One more thing to keep in mind is the intensity of light. It must be kept low to avoid strain as well as to make the distance realistic.
EDIT: In this entire discussion, I have assumed the pixel elements to radiate light in one direction (they don't). This will make the "tilt the pixel elements" approach not work. The "thin refractive layer" should still work.
A: I do not believe there is any curent technology to use something like a pair of glasses to create images of a virtual reality in our eyes. Unlike some of the tosh described above, glasses are not screens they are lenses. They alter the angle at which the light enetring your eye is bent to work with the natural lens in your eyeball and make sure that the image you see is focused on your retina not in front of it (short sightedness) or behind it (far sightedness). No one can possible focus on an image less than an inch from your eye. Try it. Put your finger in front of your eye and try looking at the paterns of your fingerprints. See them? No way -- just a pink fuzzy mess. The nearest point of focus for most of is going to be about six inches away -- and that's if you've got GOOD close up vision. 
The images we see of the world are created by light rays enetering our eyes and focusing a tiny upside down image on our retina.
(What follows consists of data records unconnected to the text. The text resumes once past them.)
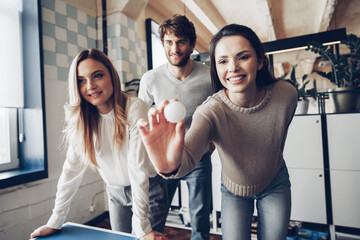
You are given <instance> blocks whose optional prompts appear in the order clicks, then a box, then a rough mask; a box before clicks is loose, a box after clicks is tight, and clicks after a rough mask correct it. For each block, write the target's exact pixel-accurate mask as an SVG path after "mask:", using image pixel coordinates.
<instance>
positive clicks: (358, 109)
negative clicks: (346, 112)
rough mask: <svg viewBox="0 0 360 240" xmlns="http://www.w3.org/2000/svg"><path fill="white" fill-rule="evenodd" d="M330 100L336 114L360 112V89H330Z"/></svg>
mask: <svg viewBox="0 0 360 240" xmlns="http://www.w3.org/2000/svg"><path fill="white" fill-rule="evenodd" d="M328 93H329V99H330V103H331V104H332V106H333V109H334V112H336V113H343V112H359V111H360V88H359V87H357V88H356V87H341V88H334V89H329V90H328Z"/></svg>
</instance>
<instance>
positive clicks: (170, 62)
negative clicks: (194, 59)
mask: <svg viewBox="0 0 360 240" xmlns="http://www.w3.org/2000/svg"><path fill="white" fill-rule="evenodd" d="M190 55H191V52H188V53H186V54H184V56H183V57H182V58H181V60H180V61H179V62H178V63H174V62H173V61H172V60H171V57H168V60H169V63H170V64H171V65H173V66H176V67H183V66H185V65H186V64H187V63H188V61H189V60H190Z"/></svg>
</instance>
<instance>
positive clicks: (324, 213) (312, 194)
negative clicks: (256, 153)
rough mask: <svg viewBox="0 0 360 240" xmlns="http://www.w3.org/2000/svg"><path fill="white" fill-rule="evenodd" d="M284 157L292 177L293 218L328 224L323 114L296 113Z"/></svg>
mask: <svg viewBox="0 0 360 240" xmlns="http://www.w3.org/2000/svg"><path fill="white" fill-rule="evenodd" d="M284 159H285V162H286V164H287V167H288V169H289V174H290V181H291V195H292V209H291V220H297V221H305V222H314V223H322V224H326V222H327V220H326V201H325V199H326V197H325V181H324V160H323V147H322V133H321V117H320V115H301V116H295V117H294V119H293V121H292V123H291V125H290V127H289V130H288V136H287V140H286V143H285V148H284Z"/></svg>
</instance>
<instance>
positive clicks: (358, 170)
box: [327, 113, 360, 228]
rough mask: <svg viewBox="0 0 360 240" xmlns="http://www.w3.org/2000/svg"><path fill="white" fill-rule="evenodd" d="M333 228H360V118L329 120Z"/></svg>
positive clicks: (335, 115) (357, 113)
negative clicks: (359, 203) (359, 204)
mask: <svg viewBox="0 0 360 240" xmlns="http://www.w3.org/2000/svg"><path fill="white" fill-rule="evenodd" d="M327 129H328V145H329V162H330V185H331V196H332V199H331V200H332V212H333V221H334V225H337V226H345V227H353V228H360V206H359V203H360V114H358V113H354V114H334V115H328V116H327Z"/></svg>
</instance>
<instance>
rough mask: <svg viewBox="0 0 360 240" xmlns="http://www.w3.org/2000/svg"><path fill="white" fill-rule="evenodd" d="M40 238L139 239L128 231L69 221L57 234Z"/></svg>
mask: <svg viewBox="0 0 360 240" xmlns="http://www.w3.org/2000/svg"><path fill="white" fill-rule="evenodd" d="M37 239H38V240H64V239H66V240H92V239H96V240H100V239H101V240H137V238H136V237H135V236H133V235H131V234H128V233H120V232H116V231H112V230H108V229H103V228H98V227H91V226H87V225H83V224H78V223H72V222H67V223H65V224H64V225H63V227H62V228H61V231H59V232H58V233H56V234H53V235H51V236H47V237H41V238H37Z"/></svg>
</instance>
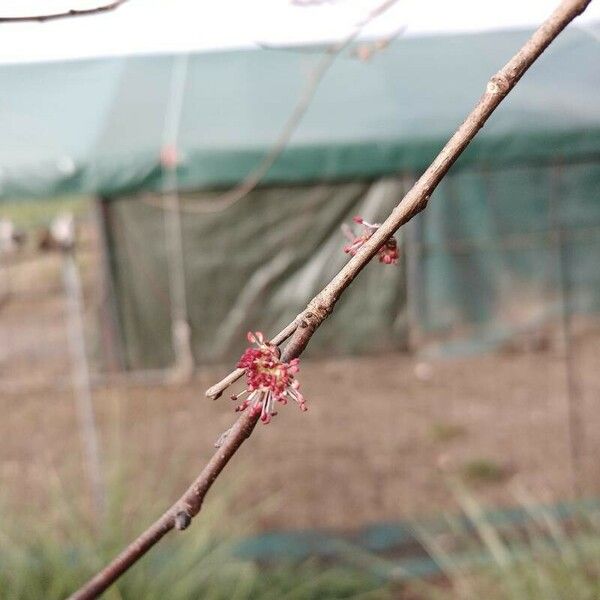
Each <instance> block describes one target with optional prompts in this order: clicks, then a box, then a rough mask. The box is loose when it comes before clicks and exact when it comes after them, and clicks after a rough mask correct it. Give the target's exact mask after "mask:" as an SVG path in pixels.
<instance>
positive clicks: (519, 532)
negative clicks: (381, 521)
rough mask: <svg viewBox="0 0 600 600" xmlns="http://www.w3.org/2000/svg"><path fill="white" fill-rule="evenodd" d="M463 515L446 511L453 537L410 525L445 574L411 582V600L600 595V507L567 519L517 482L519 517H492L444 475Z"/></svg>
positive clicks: (545, 599) (596, 596) (467, 491)
mask: <svg viewBox="0 0 600 600" xmlns="http://www.w3.org/2000/svg"><path fill="white" fill-rule="evenodd" d="M448 481H449V486H450V489H451V490H452V492H453V495H454V497H455V498H456V500H457V501H458V503H459V505H460V506H461V508H462V511H463V516H464V517H466V520H465V519H464V518H457V517H456V516H448V517H447V522H448V528H449V529H450V530H451V531H452V538H453V539H452V542H451V543H449V541H448V537H447V535H446V536H440V535H439V533H436V532H435V531H428V530H427V529H426V527H422V528H419V527H417V531H418V535H419V536H420V538H421V540H422V542H423V545H424V546H425V548H426V549H427V551H428V552H429V554H430V556H431V557H432V558H433V559H434V560H435V561H436V562H437V564H438V565H439V567H440V568H441V570H442V571H443V573H444V576H445V578H446V579H445V582H444V583H443V585H440V584H439V582H438V583H431V582H420V583H417V584H414V585H412V589H413V596H412V598H413V599H414V600H416V599H419V600H479V599H483V598H485V599H486V600H597V599H598V598H600V511H598V510H594V509H591V508H585V509H584V508H581V509H579V510H575V511H574V515H573V516H572V517H571V518H570V519H569V520H568V521H561V520H560V519H559V518H558V517H557V516H556V513H554V512H553V511H551V510H550V509H547V508H544V506H543V505H540V504H539V503H538V502H536V501H535V500H534V499H533V498H531V497H530V496H529V495H528V494H527V493H526V492H525V491H524V490H523V489H520V488H515V490H514V491H515V496H516V499H517V501H518V502H519V503H520V505H521V506H522V507H523V508H524V509H525V510H526V512H527V513H528V516H529V519H528V521H527V522H526V523H525V524H520V525H519V526H516V525H514V524H511V523H505V524H503V525H499V524H498V523H494V522H493V521H492V519H491V517H489V516H488V515H489V513H487V512H486V511H485V510H484V508H483V506H482V505H481V504H480V503H479V502H478V500H477V499H476V497H475V496H474V495H473V494H472V492H470V491H469V490H468V489H467V488H466V487H465V486H464V484H463V483H462V482H461V480H460V479H459V478H454V477H451V478H449V479H448Z"/></svg>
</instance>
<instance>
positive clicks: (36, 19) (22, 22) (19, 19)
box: [0, 0, 127, 23]
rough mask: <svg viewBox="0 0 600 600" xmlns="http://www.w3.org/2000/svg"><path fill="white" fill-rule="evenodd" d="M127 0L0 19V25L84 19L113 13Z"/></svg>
mask: <svg viewBox="0 0 600 600" xmlns="http://www.w3.org/2000/svg"><path fill="white" fill-rule="evenodd" d="M125 2H127V0H114V2H109V3H108V4H102V5H100V6H94V7H93V8H81V9H78V8H70V9H69V10H65V11H63V12H58V13H50V14H44V15H23V16H15V17H0V23H27V22H36V21H37V22H38V23H45V22H46V21H56V20H58V19H68V18H71V17H84V16H88V15H96V14H98V13H102V12H110V11H113V10H115V9H117V8H119V6H121V5H122V4H125Z"/></svg>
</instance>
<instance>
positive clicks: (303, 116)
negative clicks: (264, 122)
mask: <svg viewBox="0 0 600 600" xmlns="http://www.w3.org/2000/svg"><path fill="white" fill-rule="evenodd" d="M397 1H398V0H384V2H382V3H381V4H380V5H378V6H376V7H375V8H374V9H373V10H372V11H371V12H369V13H368V14H367V16H366V17H365V18H364V19H362V20H361V21H360V22H359V23H357V24H356V25H355V26H354V28H353V29H352V31H351V32H350V34H349V35H347V36H346V37H345V38H343V39H342V40H340V41H339V42H337V43H336V44H334V45H333V46H331V47H330V48H328V49H327V51H326V52H325V54H324V55H323V56H322V58H321V60H320V61H319V62H318V63H317V65H316V67H315V68H314V70H313V71H312V72H311V73H310V75H309V78H308V82H307V85H306V87H305V88H304V89H303V90H302V93H301V94H300V98H299V99H298V101H297V103H296V106H295V107H294V110H293V111H292V113H291V114H290V116H289V118H288V120H287V121H286V123H285V125H284V127H283V129H282V130H281V132H280V133H279V135H278V137H277V139H276V141H275V143H274V144H273V146H272V148H271V149H270V150H269V152H268V153H267V154H266V155H265V156H264V158H263V159H262V160H261V162H260V163H259V164H258V166H257V167H256V168H255V169H254V170H253V171H252V172H250V173H249V174H248V175H247V176H246V178H245V179H244V180H243V181H242V182H241V183H239V184H238V185H236V186H235V187H233V188H231V189H230V190H227V191H226V192H222V193H219V194H218V195H217V196H216V197H215V198H207V199H206V200H204V201H200V202H198V201H196V202H195V203H194V204H191V203H190V202H187V203H185V204H183V205H181V206H180V207H179V209H178V210H181V211H182V212H186V213H196V214H198V213H199V214H207V213H215V212H221V211H223V210H225V209H227V208H229V207H231V206H233V205H234V204H237V203H238V202H239V201H240V200H243V199H244V198H245V197H246V196H247V195H248V194H249V193H250V192H251V191H252V190H254V189H255V188H256V187H257V186H258V185H259V184H260V182H261V181H262V180H263V179H264V178H265V176H266V175H267V173H268V172H269V171H270V170H271V167H272V166H273V165H274V164H275V162H277V159H278V158H279V157H280V156H281V155H282V154H283V152H284V150H285V149H286V148H287V146H288V144H289V141H290V140H291V139H292V136H293V135H294V133H295V131H296V129H298V125H300V122H301V121H302V119H303V118H304V115H305V114H306V111H307V110H308V109H309V108H310V105H311V103H312V101H313V98H314V96H315V94H316V93H317V90H318V89H319V85H320V83H321V81H322V80H323V78H324V77H325V75H326V74H327V72H328V71H329V69H330V67H331V66H332V65H333V63H334V62H335V60H336V59H337V57H338V56H339V55H340V54H341V53H342V52H343V51H344V50H345V49H346V48H347V47H348V46H349V45H350V44H352V42H354V40H356V38H357V37H358V36H359V35H360V33H361V31H362V30H363V29H364V28H365V27H366V26H367V25H368V24H369V23H371V21H373V20H374V19H376V18H378V17H379V16H381V15H382V14H383V13H385V12H386V11H387V10H388V9H389V8H391V7H392V6H393V5H394V4H396V2H397ZM403 30H404V27H402V28H400V29H398V30H397V31H396V32H394V34H393V37H396V36H398V35H400V33H402V31H403ZM391 39H392V38H391V37H389V38H388V39H387V40H385V41H384V42H383V45H382V48H383V47H385V45H386V44H388V43H389V42H390V41H391ZM263 46H264V44H263ZM143 201H144V202H145V203H146V204H150V205H151V206H155V207H158V208H161V209H163V210H169V207H168V206H167V205H166V204H165V203H164V202H162V199H154V198H143Z"/></svg>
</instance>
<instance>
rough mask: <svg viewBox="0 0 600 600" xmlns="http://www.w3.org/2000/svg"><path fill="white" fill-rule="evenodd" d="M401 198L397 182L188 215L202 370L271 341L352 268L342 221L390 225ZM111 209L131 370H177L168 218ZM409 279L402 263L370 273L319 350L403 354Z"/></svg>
mask: <svg viewBox="0 0 600 600" xmlns="http://www.w3.org/2000/svg"><path fill="white" fill-rule="evenodd" d="M401 192H402V184H401V182H400V181H399V180H397V179H383V180H379V181H376V182H353V183H339V184H322V185H318V184H317V185H310V186H290V187H270V188H263V189H259V190H256V191H254V192H252V193H250V194H249V195H248V196H247V197H246V198H244V199H243V200H242V201H240V202H238V203H237V204H236V205H234V206H233V207H231V208H229V209H228V210H226V211H222V212H215V213H210V212H209V213H207V214H188V213H184V214H183V245H184V253H185V274H186V292H187V298H188V305H189V307H190V315H189V317H190V325H191V329H192V348H193V353H194V356H195V359H196V361H197V363H198V364H206V363H207V362H215V361H219V360H225V359H228V360H231V356H235V355H236V354H237V353H239V352H240V351H241V349H242V348H243V347H244V346H246V345H247V342H246V339H245V334H246V332H247V331H249V330H262V331H265V332H273V331H275V330H277V329H279V328H281V327H283V326H284V325H286V324H287V323H288V322H289V321H290V320H291V319H293V318H294V317H295V316H296V314H297V313H298V312H299V311H300V310H301V309H302V308H303V307H304V306H305V305H306V303H307V302H308V301H309V300H310V299H311V298H312V296H313V295H314V294H315V293H316V292H318V291H319V290H320V289H321V288H322V286H323V285H325V284H326V283H327V282H328V281H329V279H330V278H331V277H332V276H333V275H334V274H335V273H336V272H337V271H338V270H339V268H340V267H341V266H342V265H343V264H344V263H345V262H346V261H347V260H348V256H347V255H346V254H344V252H343V251H342V248H343V246H344V243H345V241H344V237H343V235H342V233H341V231H340V225H341V223H343V222H348V223H349V222H351V218H352V216H353V215H355V214H361V215H363V216H364V217H365V218H367V219H370V220H377V219H380V218H382V217H384V216H385V215H386V214H387V213H388V212H389V211H390V210H391V208H392V207H393V206H394V204H396V203H397V202H398V200H399V199H400V198H401ZM154 200H158V201H160V200H159V199H157V198H155V199H154ZM199 201H200V202H203V201H204V202H207V203H206V204H204V206H206V207H208V208H209V209H210V206H211V204H210V195H208V194H194V195H193V196H190V197H188V198H187V200H185V201H184V202H183V204H184V206H185V204H186V203H188V204H195V203H197V202H199ZM196 205H197V204H196ZM108 206H109V210H108V215H109V216H108V225H109V227H108V230H109V233H110V236H111V240H110V248H111V264H112V270H113V276H114V281H115V289H116V296H117V299H118V302H117V305H118V307H119V314H120V320H121V329H122V332H123V343H124V353H123V354H124V356H125V357H126V362H127V366H128V367H129V368H148V367H165V366H168V365H170V364H172V362H173V360H174V355H173V347H172V343H171V331H170V327H171V323H170V311H169V292H168V271H167V260H166V248H165V235H164V221H163V214H162V209H161V208H158V207H156V205H155V204H154V201H153V202H152V203H149V202H144V200H143V199H140V198H138V199H131V198H124V199H121V200H115V201H111V202H110V203H109V204H108ZM404 281H405V277H404V273H403V268H402V264H399V265H396V266H395V267H389V266H384V265H380V264H379V263H376V262H374V264H371V265H369V266H368V267H367V268H366V270H365V272H364V273H363V274H362V276H361V278H360V280H358V281H357V283H356V284H355V285H353V286H352V289H351V290H350V291H348V293H347V294H346V295H344V297H343V298H342V300H341V301H340V303H339V306H338V307H337V309H336V311H335V313H334V314H333V315H332V316H331V317H330V319H329V322H328V326H327V327H326V328H324V329H323V333H322V335H319V336H318V338H317V339H315V344H311V349H310V352H311V353H312V354H313V355H315V354H323V353H325V352H327V353H334V354H341V353H345V354H348V353H357V352H368V351H383V350H389V349H398V348H403V347H405V346H406V339H407V337H406V332H407V326H406V302H405V284H404Z"/></svg>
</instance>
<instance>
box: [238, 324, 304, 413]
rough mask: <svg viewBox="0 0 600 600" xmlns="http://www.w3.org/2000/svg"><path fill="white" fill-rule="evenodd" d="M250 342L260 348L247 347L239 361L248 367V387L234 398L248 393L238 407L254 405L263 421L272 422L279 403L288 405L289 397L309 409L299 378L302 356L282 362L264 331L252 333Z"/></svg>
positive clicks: (249, 339)
mask: <svg viewBox="0 0 600 600" xmlns="http://www.w3.org/2000/svg"><path fill="white" fill-rule="evenodd" d="M248 341H249V342H252V343H254V344H256V345H257V348H247V349H246V351H245V352H244V354H242V357H241V358H240V360H239V362H238V364H237V366H238V367H239V368H242V369H246V389H245V390H244V391H243V392H241V393H239V394H236V395H234V396H232V397H231V399H232V400H238V399H239V398H240V397H242V396H245V395H246V394H248V396H247V397H246V398H245V399H244V400H243V401H242V403H241V404H240V405H239V406H238V407H237V408H236V410H237V411H242V410H246V408H248V407H250V410H252V411H253V412H254V414H259V413H260V419H261V421H262V422H263V423H268V422H269V421H270V420H271V418H272V417H274V416H275V415H276V414H277V412H276V411H275V410H274V406H275V402H279V403H280V404H287V403H288V400H293V401H294V402H296V403H297V404H298V405H299V406H300V409H301V410H303V411H305V410H307V407H306V403H305V401H304V396H303V395H302V393H301V392H300V383H299V382H298V380H297V379H296V377H295V375H296V373H298V371H299V370H300V367H299V364H300V359H298V358H294V359H292V360H290V361H289V362H282V361H281V359H280V354H279V349H278V348H277V346H275V345H274V344H271V343H270V342H268V341H266V340H265V338H264V336H263V334H262V333H261V332H260V331H257V332H256V333H251V332H249V333H248Z"/></svg>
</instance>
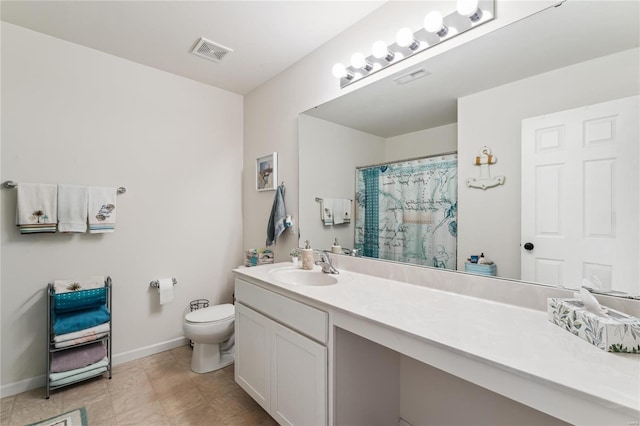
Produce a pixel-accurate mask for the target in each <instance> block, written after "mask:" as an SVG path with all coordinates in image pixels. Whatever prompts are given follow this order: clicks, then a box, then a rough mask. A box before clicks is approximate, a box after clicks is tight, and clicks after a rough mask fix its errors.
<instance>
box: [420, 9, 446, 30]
mask: <svg viewBox="0 0 640 426" xmlns="http://www.w3.org/2000/svg"><path fill="white" fill-rule="evenodd" d="M442 24H443V21H442V14H441V13H440V12H429V13H427V16H425V17H424V29H425V30H427V31H428V32H430V33H437V32H439V31H440V30H442Z"/></svg>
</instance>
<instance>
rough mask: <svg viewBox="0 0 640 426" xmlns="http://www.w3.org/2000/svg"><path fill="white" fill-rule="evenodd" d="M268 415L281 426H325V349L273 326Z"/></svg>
mask: <svg viewBox="0 0 640 426" xmlns="http://www.w3.org/2000/svg"><path fill="white" fill-rule="evenodd" d="M271 345H272V350H271V356H272V359H271V411H270V413H271V415H272V416H273V417H274V418H275V419H276V421H277V422H278V423H280V424H282V425H325V424H327V348H326V347H324V346H322V345H320V344H318V343H316V342H314V341H312V340H310V339H308V338H306V337H304V336H302V335H300V334H298V333H296V332H294V331H292V330H290V329H288V328H286V327H283V326H281V325H280V324H277V323H273V334H272V342H271Z"/></svg>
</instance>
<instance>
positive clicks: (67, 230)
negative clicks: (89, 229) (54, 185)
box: [58, 185, 89, 232]
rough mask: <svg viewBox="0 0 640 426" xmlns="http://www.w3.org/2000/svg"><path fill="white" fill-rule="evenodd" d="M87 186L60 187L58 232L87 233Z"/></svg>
mask: <svg viewBox="0 0 640 426" xmlns="http://www.w3.org/2000/svg"><path fill="white" fill-rule="evenodd" d="M88 203H89V192H88V188H87V187H86V186H78V185H58V231H60V232H87V205H88Z"/></svg>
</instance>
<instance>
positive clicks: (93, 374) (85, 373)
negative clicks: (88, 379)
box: [49, 357, 109, 386]
mask: <svg viewBox="0 0 640 426" xmlns="http://www.w3.org/2000/svg"><path fill="white" fill-rule="evenodd" d="M108 366H109V360H108V359H107V357H104V358H102V359H101V360H100V361H98V362H95V363H93V364H91V365H87V366H86V367H82V368H76V369H75V370H70V371H65V372H63V373H51V374H49V384H50V385H51V386H59V385H64V384H68V383H71V382H74V381H76V380H79V379H84V378H87V377H91V376H93V375H98V374H100V373H103V372H105V371H107V367H108Z"/></svg>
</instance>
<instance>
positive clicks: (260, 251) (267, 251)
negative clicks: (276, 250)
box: [244, 249, 273, 266]
mask: <svg viewBox="0 0 640 426" xmlns="http://www.w3.org/2000/svg"><path fill="white" fill-rule="evenodd" d="M269 263H273V252H272V251H271V250H269V249H258V250H256V249H251V250H247V251H246V252H245V255H244V265H245V266H258V265H266V264H269Z"/></svg>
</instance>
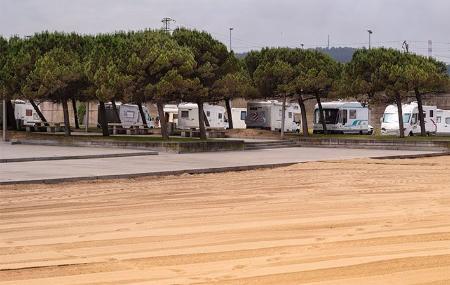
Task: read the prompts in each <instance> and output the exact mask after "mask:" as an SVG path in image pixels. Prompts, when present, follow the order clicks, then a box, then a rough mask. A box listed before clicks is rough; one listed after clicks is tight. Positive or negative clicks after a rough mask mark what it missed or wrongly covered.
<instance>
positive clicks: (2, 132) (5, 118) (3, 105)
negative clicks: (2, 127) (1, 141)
mask: <svg viewBox="0 0 450 285" xmlns="http://www.w3.org/2000/svg"><path fill="white" fill-rule="evenodd" d="M2 109H3V121H2V123H3V126H2V127H3V128H2V133H3V135H2V140H3V141H4V142H6V127H7V126H6V100H5V98H3V106H2Z"/></svg>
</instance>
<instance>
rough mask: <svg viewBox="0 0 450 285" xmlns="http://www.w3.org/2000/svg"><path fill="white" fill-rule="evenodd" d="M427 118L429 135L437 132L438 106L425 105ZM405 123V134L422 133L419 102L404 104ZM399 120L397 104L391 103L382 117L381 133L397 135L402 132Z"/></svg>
mask: <svg viewBox="0 0 450 285" xmlns="http://www.w3.org/2000/svg"><path fill="white" fill-rule="evenodd" d="M423 111H424V112H423V113H424V118H425V131H426V133H427V134H428V135H430V134H436V131H437V125H436V115H437V107H436V106H423ZM402 112H403V124H404V134H405V136H413V135H418V134H420V132H421V131H420V122H419V108H418V105H417V102H412V103H410V104H403V105H402ZM399 128H400V127H399V122H398V109H397V106H396V105H389V106H387V107H386V110H385V111H384V114H383V118H381V134H382V135H396V136H398V135H399V134H400V131H399Z"/></svg>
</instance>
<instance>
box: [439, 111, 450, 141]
mask: <svg viewBox="0 0 450 285" xmlns="http://www.w3.org/2000/svg"><path fill="white" fill-rule="evenodd" d="M436 125H437V129H436V132H437V134H438V135H444V136H449V135H450V110H441V109H437V111H436Z"/></svg>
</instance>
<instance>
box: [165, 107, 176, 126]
mask: <svg viewBox="0 0 450 285" xmlns="http://www.w3.org/2000/svg"><path fill="white" fill-rule="evenodd" d="M164 116H165V117H166V122H168V123H174V124H175V126H177V125H178V106H177V105H169V104H168V105H165V106H164Z"/></svg>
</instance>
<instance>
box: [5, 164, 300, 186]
mask: <svg viewBox="0 0 450 285" xmlns="http://www.w3.org/2000/svg"><path fill="white" fill-rule="evenodd" d="M300 163H305V162H288V163H277V164H262V165H248V166H229V167H218V168H203V169H187V170H174V171H160V172H144V173H133V174H112V175H100V176H81V177H70V178H50V179H35V180H17V181H3V182H1V181H0V186H1V185H27V184H59V183H65V182H80V181H98V180H107V179H132V178H141V177H162V176H176V175H182V174H190V175H192V174H211V173H224V172H238V171H249V170H258V169H273V168H278V167H286V166H291V165H295V164H300Z"/></svg>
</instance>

This is what we see. Might it be possible to shine a projected image onto our retinas, using the lenses of our eyes to focus it correctly? Maybe -- but not with existing technology. That's why all the Google videos say "This may be how it is in the future." Then they pop all those little icons on the video and make it look as if that's what the guy is seeing. That's special effects/simple graphics -- not what the guy is seeing. Given the live demo we saw at the show out in California with the skydivers, I'd even say the video they show in the promotional bits is not shot with the cameras they're using in those prototype glasses. It's shot with a high end HD video camera. Smoke and mirrors.
And even when they do manage something that shines powerful light beams into your eyes, will you use it? Ooops! Sorry about making all you early adopters blind. Our new version is much better.
A: There has to be special lenses between your eye and the screen. It works like your camera's macro lens, without it your camera won't focus as close as it will with the macro lens. The same applies for your eyes: if you put a macro lens very close to your eye, you can see objects very closely. Except the lens is specially made and not even near as big as normal systems cameras lens. So it goes like this:
Eye --> lens --> screen
A: When you look into a pair of binoculars, that are focused at infinity (distant viewing), the rays entering your eyes, are many pencils of parallel rays, that enter your eye from different directions.
They appear to come from the "exit pupil" which you can see as a bright disk floating just above the eyepiece, when you point the binoculars at a bright white screen.
The eyepiece optics, forms those pencils from a sharp real image at the focus of the eyepiece, which image, is formed by the front objective lens.
The gizmo you are talking about is basically an eyepiece, and the digital screen is actually at the focus of that eyepiece.
Any good eyepiece will show a sharp ring perimeter around the field of view.  That is the plane where the mini display screen goes.